Read: Psalms 120-123
We Michiganders are fond of going “up north.” We say that because “north” is “up” on the map.
Scripture often refers to people going “up to Jerusalem,” but they said “up” because Jerusalem is situated on a high hill. Regardless of where they started according to the compass, people had to go “up” to reach Jerusalem.
That physical reality grew to have symbolic meaning as the Jews traveled to Jerusalem for festivals and temple worship. Psalms 120-134 became known as “Songs of Ascent” because of the physical “uphill” travel. Some would also consider the fact that God has (or should have) a position of high authority in our minds and hearts.
Not simply celebration
These songs represent a variety of human mood and attitude. While one might think that traveling to the temple would always be a joyous occasion, the psalmists were honest when things weren’t exactly “happy.” (Who among us is not aware of the challenges to get the family to Sunday worship without some kind of “distress”?)

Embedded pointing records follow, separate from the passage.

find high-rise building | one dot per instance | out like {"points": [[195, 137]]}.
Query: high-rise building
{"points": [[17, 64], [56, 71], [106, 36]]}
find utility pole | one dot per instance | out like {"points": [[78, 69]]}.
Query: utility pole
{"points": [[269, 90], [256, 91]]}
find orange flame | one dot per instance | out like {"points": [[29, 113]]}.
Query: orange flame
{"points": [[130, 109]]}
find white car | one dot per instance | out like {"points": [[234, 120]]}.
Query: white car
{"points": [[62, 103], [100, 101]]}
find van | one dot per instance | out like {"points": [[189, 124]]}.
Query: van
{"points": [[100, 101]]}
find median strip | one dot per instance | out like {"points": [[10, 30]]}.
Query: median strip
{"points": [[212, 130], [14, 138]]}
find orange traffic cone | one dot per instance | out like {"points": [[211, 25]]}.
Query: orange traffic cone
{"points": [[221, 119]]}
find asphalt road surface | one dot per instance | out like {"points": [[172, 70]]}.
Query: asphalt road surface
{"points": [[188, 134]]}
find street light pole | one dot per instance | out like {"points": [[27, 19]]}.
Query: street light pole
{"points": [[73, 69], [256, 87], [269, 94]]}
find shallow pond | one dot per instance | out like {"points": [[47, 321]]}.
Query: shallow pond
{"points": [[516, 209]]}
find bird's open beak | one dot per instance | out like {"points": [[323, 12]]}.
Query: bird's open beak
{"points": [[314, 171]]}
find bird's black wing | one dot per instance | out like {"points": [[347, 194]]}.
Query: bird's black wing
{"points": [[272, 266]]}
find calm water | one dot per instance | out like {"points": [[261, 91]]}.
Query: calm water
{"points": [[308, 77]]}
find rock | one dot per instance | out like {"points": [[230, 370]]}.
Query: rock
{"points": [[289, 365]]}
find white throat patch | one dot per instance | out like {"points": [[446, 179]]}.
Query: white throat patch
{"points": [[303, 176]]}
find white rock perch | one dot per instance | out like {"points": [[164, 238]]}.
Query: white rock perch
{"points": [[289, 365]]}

As in Psalm 120, it’s good for us to be honest with God about our feelings; he knows the truth, regardless! But look for the ways in which the psalmists still find a worthwhile encounter with Him!
Looking “up” in more ways than one
As noted earlier, these psalms are called “songs of ascent” because of the physical trip up the hill to Jerusalem. But many of the psalms also note the spiritual trip “up,” as God is “enthroned in the heavens” (Psalm 123:1).
Even during the tough times, God is seen as a source of help and deliverance. While the original context of the Psalms was Jewish worship in Jerusalem, may we look for application of our worship of a God whom we can encounter on a daily basis in real life!